Tonight, my husband and I went to a play. I don't remember the playwright, so I will not divulge the name of the play, either. The theme on freedom came out loud and clear to me, but it was interesting to hear comments about the play's meaning from others during the after-talk. Everyone had grasped different aspects of the play. Sometimes, I wonder if faith is not like this, too.
The play was set in Zion, Indiana. The main character of the play was a boy, who suffered a grave fear of water, due to his mother's drowning. She had died, while saving him. The boy's fear was directly impacted by a wandering ex-preacher, who had come to his town. The preacher be-friended the town and the town's characters were contrasted against his presence.
The theme to me was that this preacher's freedom from religion gave him the freedom to touch many in that town. He became human and put down his "duty" to preach the "gospel" and truly met some needs in the process.
His freedom was contrasted most to me by a lady named Norma. She was the epitome of a religious person, who had "prayed for a preacher to come to town"...'perhaps, a revival was in store", she just knew that the "Lord had sent him", etc. At the same time, her prudish fears, and her superstitious interpretations were truly amazing, but very true to life. She was bound by a narrow view of life and how God "works". Hers was a world of religious conversion and believing that conversion was the most important aspect to life.

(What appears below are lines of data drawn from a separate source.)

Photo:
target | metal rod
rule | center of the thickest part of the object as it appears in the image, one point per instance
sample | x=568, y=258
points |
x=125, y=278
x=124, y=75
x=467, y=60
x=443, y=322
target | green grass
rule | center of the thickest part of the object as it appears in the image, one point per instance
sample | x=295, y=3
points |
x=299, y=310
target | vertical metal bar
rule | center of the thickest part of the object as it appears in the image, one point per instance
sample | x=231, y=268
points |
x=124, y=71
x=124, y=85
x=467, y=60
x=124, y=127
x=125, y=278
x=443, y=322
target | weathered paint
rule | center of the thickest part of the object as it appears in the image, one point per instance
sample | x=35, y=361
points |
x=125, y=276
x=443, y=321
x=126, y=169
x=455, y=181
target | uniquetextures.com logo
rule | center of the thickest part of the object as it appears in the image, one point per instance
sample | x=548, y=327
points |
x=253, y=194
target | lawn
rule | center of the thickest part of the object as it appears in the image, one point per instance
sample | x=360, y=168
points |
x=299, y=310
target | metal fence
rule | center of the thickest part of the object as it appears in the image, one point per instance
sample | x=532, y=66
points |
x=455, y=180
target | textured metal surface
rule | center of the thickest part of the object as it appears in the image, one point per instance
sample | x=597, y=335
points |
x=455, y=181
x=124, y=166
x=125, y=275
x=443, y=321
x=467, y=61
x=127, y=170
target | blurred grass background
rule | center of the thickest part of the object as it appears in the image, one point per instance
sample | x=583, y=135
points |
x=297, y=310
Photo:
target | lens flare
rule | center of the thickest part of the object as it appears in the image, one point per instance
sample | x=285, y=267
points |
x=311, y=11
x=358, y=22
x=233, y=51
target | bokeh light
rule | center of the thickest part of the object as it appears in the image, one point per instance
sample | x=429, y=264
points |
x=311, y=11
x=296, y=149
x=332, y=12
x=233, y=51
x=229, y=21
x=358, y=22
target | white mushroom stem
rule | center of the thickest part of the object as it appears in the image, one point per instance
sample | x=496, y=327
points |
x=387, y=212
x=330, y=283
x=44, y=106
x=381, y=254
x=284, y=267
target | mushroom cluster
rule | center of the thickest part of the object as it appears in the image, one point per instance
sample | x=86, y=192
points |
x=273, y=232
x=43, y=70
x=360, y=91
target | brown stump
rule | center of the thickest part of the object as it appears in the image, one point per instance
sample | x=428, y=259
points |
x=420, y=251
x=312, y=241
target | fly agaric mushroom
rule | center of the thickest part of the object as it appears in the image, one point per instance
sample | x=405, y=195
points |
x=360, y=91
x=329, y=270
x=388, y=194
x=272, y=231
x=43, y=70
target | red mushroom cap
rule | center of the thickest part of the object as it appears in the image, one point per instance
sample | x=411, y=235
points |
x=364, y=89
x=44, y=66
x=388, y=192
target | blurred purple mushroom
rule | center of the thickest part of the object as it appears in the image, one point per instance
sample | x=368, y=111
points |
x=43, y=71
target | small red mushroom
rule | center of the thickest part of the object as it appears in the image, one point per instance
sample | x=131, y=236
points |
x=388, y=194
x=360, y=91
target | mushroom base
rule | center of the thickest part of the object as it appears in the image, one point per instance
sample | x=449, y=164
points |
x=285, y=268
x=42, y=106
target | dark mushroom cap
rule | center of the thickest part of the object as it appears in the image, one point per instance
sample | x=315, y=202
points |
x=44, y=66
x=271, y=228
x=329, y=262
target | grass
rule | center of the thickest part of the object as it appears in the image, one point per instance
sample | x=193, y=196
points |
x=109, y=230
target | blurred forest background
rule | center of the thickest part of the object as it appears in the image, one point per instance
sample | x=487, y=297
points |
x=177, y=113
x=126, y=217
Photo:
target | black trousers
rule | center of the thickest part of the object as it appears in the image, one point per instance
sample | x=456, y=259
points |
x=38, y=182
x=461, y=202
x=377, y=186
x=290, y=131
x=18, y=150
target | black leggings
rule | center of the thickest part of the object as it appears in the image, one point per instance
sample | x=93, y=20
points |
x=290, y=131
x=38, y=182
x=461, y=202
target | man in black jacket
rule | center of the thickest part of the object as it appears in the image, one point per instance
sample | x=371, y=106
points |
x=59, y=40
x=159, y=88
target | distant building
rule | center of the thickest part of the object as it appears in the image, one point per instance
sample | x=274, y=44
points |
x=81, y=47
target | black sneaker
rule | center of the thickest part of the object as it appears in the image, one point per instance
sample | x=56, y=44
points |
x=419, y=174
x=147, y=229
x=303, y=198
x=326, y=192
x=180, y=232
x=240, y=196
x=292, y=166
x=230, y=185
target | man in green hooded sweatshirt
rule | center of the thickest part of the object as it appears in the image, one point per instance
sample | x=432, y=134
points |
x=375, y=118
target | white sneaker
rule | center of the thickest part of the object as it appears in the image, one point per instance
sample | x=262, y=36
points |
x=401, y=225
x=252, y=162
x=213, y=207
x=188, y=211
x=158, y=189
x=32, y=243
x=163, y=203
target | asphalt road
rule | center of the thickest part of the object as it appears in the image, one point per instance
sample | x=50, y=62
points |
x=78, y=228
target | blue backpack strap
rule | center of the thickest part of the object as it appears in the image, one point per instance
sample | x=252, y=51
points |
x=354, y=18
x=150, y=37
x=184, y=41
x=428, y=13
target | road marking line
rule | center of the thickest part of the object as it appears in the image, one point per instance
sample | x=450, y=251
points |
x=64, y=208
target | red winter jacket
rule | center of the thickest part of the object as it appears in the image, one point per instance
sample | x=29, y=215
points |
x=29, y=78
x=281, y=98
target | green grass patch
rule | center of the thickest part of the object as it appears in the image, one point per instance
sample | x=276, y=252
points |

In Norma's zealousness, she missed by not seeing, by being blinded to what she wanted to see. She missed the boy's need to be freed from his fear of water and his need to be physically healed from ring-worm. The ex-preacher had eyes to see and sought to aleviate the boy's handicaps.
In the end, the boy dies, while Norma give "praise to Jesus" that he had "been baptized". The others are stuck by the sadness of a life that has ended. She could only see her religious conviction. Her zeal had made her detached from life and the tragedy that had struck everyone else.
One does not have to be a Christian, in fact, being a Christian, was a hinderance in this play. At least, a "traditional Christian". I think that life is far too complex to simply believe that "if people only believe the "gospel" everything will work out. This view, unfortunately, was one that I grew up with...
I remember one of my family members quoting Romans 8;28 to me after my engagement was broken. It just seems that Scripture leaves one cold when the waters are too deep to swim. Scriptures have been useful in such hands to knock down, take out, suppress, repress, oppress, dominate, discriminate, badger, hinder, minimize tragedy, judge, condemn, ostricize, exclude, prohibit, and anything else that one would choose to do independently from those in "power".
So, this play had a meaning of freedom from religion. A freedom to be human and that being human was a way to touch and make a differenc in another human's life. Humans are what life is about, not religion, not conversion and not some supernatural text of religion. No, life is about life and should be embraced alongside others of like kind (although they may be different from oneself).